= Pro Patria National Coalition Party =

Defunct Estonian political party

Pro Patria National Coalition Party (Rahvuslik Koonderakond Isamaa - RKEI) was an Estonian political party founded in 1992. In 1995, it merged with the Estonian National Independence Party into Pro Patria Union.

The Pro Patria National Coalition was founded in September, 1992: it was an electoral alliance between four political parties:
- Christian Democratic Party (Kristlik-demokraatlik Erakond);
- Christian Democratic Union (Kristlik-Demokraatlik Liit);
- Conservative People's Party (Konservatiivne Rahvaerakond);
- Republicans' Coalition Party (Vabariiklaste Koonderakond).

The coalition had 22.0% votes and 29 seats in 1992 parliamentary elections.

Conservative People's Party and Republicans' Coalition Party left the alliance during 1994 and formed the People's Party of Republicans and Conservatives.
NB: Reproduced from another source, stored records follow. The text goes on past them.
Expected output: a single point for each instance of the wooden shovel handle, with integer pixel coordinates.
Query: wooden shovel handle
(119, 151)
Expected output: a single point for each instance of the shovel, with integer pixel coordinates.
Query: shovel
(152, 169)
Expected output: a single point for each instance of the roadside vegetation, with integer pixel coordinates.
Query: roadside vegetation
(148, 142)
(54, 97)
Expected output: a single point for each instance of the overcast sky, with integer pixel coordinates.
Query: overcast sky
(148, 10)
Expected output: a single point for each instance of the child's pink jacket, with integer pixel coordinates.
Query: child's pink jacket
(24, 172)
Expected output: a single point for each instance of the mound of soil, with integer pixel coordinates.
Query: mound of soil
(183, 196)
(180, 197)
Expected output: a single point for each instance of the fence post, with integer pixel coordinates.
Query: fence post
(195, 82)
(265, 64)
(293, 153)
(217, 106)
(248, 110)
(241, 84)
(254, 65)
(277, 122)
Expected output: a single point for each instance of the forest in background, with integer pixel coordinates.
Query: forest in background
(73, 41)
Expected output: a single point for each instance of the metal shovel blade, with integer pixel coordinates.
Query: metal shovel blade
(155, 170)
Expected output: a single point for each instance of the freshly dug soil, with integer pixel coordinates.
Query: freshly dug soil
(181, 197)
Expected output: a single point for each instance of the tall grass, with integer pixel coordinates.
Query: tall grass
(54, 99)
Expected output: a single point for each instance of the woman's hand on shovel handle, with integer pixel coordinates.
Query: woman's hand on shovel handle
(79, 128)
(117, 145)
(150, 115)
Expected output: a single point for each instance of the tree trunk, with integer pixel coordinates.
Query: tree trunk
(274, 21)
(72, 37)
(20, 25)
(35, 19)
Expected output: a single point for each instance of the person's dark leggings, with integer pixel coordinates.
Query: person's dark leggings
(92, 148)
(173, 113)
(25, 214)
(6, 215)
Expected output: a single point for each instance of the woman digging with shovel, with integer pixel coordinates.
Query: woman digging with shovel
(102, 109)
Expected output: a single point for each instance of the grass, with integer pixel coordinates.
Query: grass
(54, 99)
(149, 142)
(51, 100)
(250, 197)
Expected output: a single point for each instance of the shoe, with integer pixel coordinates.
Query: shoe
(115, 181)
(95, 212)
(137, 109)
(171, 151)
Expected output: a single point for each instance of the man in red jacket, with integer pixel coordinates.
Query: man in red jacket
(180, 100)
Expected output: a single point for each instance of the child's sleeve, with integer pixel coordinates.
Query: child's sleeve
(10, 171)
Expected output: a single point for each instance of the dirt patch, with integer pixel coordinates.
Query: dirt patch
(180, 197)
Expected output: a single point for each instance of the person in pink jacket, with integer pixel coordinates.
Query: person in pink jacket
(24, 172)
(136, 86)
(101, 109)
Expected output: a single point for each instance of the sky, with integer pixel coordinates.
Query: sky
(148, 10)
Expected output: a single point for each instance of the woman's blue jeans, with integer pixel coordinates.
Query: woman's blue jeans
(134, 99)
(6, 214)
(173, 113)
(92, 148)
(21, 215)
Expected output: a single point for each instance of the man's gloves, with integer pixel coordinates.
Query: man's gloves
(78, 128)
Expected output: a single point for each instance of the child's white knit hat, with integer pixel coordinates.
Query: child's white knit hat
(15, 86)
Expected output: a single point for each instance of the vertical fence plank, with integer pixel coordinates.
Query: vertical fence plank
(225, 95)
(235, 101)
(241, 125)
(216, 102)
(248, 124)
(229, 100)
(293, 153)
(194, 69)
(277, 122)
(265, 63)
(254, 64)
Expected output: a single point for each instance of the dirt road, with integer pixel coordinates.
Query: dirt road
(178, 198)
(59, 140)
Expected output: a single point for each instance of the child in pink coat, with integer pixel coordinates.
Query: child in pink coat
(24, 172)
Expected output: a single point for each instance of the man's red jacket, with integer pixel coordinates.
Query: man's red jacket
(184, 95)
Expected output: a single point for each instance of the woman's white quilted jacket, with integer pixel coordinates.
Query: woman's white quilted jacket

The party formed a coalition with the Estonian National Independence Party, which obtained 7.9% votes and 8 seats in the 1995 parliamentary election. The two parties merged definitely in 1995.

Toivo Jürgenson was elected the first Chairman of RKEI. He served in this position till 1998 and later became Minister of Transportation and Communications.